Du coup, il revient à l’ANTIC de parer au plus pressé en commettant pour le large public, outre des alertes pour des cas de dysfonctionnement du système central national, mais également en assurant la fiabilité de tous les instants. Des missions claires en conséquence qui interpellent bien évidemment cette institution en ces temps où plus que jamais notre gouvernance est mise à mal par les arnaqueurs du web et pour lequel on requiert une certification pour s’y exercer.

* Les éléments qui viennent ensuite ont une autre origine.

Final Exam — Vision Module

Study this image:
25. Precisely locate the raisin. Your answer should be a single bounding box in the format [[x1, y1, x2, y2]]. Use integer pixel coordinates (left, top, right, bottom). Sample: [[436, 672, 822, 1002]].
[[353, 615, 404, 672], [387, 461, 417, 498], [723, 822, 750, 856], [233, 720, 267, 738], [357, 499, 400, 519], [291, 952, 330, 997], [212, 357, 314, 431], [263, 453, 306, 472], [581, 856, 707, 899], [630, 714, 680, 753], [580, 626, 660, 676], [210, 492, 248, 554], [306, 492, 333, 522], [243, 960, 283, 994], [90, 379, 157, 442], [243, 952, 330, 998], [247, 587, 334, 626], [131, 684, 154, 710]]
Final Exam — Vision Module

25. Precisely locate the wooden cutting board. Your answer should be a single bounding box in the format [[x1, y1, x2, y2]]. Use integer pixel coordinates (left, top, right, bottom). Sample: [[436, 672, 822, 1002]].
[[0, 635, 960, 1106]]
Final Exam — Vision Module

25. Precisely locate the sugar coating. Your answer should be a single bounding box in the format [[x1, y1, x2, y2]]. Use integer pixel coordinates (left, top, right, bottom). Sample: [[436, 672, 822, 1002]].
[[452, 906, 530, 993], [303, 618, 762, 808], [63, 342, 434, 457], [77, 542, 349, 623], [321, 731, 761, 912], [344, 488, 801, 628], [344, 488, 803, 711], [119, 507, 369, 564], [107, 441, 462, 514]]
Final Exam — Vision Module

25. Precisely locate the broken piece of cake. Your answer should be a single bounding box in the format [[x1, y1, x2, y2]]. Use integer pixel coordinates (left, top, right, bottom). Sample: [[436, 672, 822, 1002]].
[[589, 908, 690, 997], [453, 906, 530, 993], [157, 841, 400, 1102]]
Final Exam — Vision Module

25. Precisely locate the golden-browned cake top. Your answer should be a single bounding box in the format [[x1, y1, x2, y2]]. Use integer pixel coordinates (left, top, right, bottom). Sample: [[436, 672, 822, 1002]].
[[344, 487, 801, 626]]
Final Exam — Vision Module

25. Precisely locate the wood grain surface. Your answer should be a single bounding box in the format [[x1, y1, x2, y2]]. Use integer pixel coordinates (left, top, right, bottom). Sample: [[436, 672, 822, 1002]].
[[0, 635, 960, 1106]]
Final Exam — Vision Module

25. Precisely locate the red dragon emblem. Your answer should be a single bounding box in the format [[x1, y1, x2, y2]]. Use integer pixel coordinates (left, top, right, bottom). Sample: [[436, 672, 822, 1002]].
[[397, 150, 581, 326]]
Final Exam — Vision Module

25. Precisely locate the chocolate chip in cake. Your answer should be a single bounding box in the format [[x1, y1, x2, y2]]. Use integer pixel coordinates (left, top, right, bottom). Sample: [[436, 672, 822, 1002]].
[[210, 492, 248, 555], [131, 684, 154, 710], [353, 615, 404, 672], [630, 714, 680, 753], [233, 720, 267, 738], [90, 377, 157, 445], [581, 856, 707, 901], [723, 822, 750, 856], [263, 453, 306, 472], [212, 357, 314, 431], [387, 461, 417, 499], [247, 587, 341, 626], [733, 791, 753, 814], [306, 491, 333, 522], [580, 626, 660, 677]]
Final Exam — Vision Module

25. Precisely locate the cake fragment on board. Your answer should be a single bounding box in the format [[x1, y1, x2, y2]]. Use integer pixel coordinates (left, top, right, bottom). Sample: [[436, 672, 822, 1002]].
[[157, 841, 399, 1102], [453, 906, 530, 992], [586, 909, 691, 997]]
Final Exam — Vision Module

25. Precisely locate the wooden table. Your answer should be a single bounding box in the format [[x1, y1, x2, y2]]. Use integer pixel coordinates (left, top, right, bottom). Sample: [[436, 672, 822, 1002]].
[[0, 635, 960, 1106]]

Au demeurant, l’urgence engendrée par la crise sanitaire de l’heure est telle qu’il faut littéralement épousseter l’environnement numérique pour en renforcer la fiabilité et surtout l’élaguer de dysfonctionnements préjudiciables susceptibles d’y favoriser des vulnérabilités. Au cours des travaux de cette conférence, seront abordées entre autres les thématiques suivantes : fake news ; la détection des attaques cybernétiques à l’aide d’une plateforme SIEMS (Security Incident and Event Management) ; réponses techniques  aux menaces d’identité numérique  via les messageries électroniques ; médias sociaux ; rappels des principes fondamentaux en matière de protections des données personnelles ; système de poursuite judiciaire en matière de cybercriminalité au Cameroun




Et c’est fort à propos que le conclave de l’Hôtel Sawa arrive à point nommé et s’inscrit en droite ligne de la continuité de l’adoption par tous d’une culture qualité elle-même adossée sur la gouvernance à tous points de vue car, nous pouvons tous être victimes d’utilisateurs malveillants du web et des autres plateformes numériques aussi longtemps que nous ne prenons garde contre ceux-ci. Et à ce propos, sieur Ebot Ebot Enaw ; le Directeur général de l’ANTIC, s’est voulu clair : «la responsabilité des personnes en charge du traitement des données personnelles est plus que jamais engagée et la position du législateur camerounais est sans équivoque sur la question».